19th and 20th century
In the 1890s, Frederick Schwab (a veteran who had served in the Alexandria Artillery also known as Kemper's Battery) was proprietor of a saloon located in the original 1785 tavern portion of Gadsby's Tavern at 132 N. Royal Street (See 132 street number with “Sal.” for Saloon at the site of the 1785 tavern in the 1891, 1896, and 1902 Sanborn Maps of Alexandria, VA.). He lived there with his family until his death in 1901. By the turn of the 20th century, the building no longer operated as a hotel. Once considered one of the finest establishments of its kind in the country, the building had fallen into complete disrepair. The rooms that had been the setting for political dinners, grand balls, and elaborate public affairs were relegated to housing odd shops and rental apartments.
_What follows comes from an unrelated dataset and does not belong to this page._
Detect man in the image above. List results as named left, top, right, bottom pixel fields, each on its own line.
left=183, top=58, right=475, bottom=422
On May 21, 1917, the Metropolitan Museum of Art in New York City purchased some of Alexandria's most important pieces of history, the ballroom woodwork. In doing so, they inadvertently preserved the original historic ballroom when it was moved to New York.
The Met negotiated with the owners of the 1792 City Tavern & Hotel to purchase architectural elements from the hotel. The Met purchased the unique musicians gallery, cornice, door frames, and mantelpieces from the ballroom. Two mantelpieces from the City Hotel dining rooms and the exterior doorway were also sold. On November 11, 1924, the American Wing of The Metropolitan Museum of Art — featuring the permanent installation of the recreated Gadsby's Tavern Ballroom with original woodwork (now named the "Alexandria Ballroom") — opened to the public
Famous guests
George Washington frequently visited the taverns, and twice attended the annual Birthnight Ball held in his honor. Other prominent customers of the tavern included John Adams, Thomas Jefferson, James Madison, and James Monroe. Thomas Jefferson was feted in 1801 with a banquet in the ballroom of the City Tavern. The Marquis de Lafayette was also guest to festivities at the City Tavern during his tour of the United States in 1824.
The Tavern Museum restoration
Threatened with demolition in the early 20th century, the buildings were saved and preserved by efforts first undertaken by F. Clinton Knight and carried on by the American Legion, Post 24, along with other patriotic groups. The buildings were reopened in 1976, after extensive renovation, by the City of Alexandria as a museum dedicated to preserving and interpreting the social and cultural heritage of Alexandria by teaching the public about the site and its significant contributions. Clint Knight, a former city councilman, postmaster, and commander of Post 24 mortgaged his home to help purchase the Tavern. The renovators reproduced on the second floor of the Tavern the woodwork of the ballroom that the Metropolitan Museum of Art had earlier acquired.
It was declared a National Historic Landmark in 1963.
The Tavern Museum today
Today, the City of Alexandria continues their preservation and interpretation through Gadsby's Tavern Museum and by leasing the restaurant space, in the 1792 hotel building, to a private restaurateur. The original ballroom woodwork can still be seen at Metropolitan Museum of Art in New York.
The museum offers daily tours for individuals and families, and group tours by appointment. Admission is charged.
The museum is part of the American Whiskey Trail, which provides an educational journey into the history and cultural heritage of distilled spirits in American society.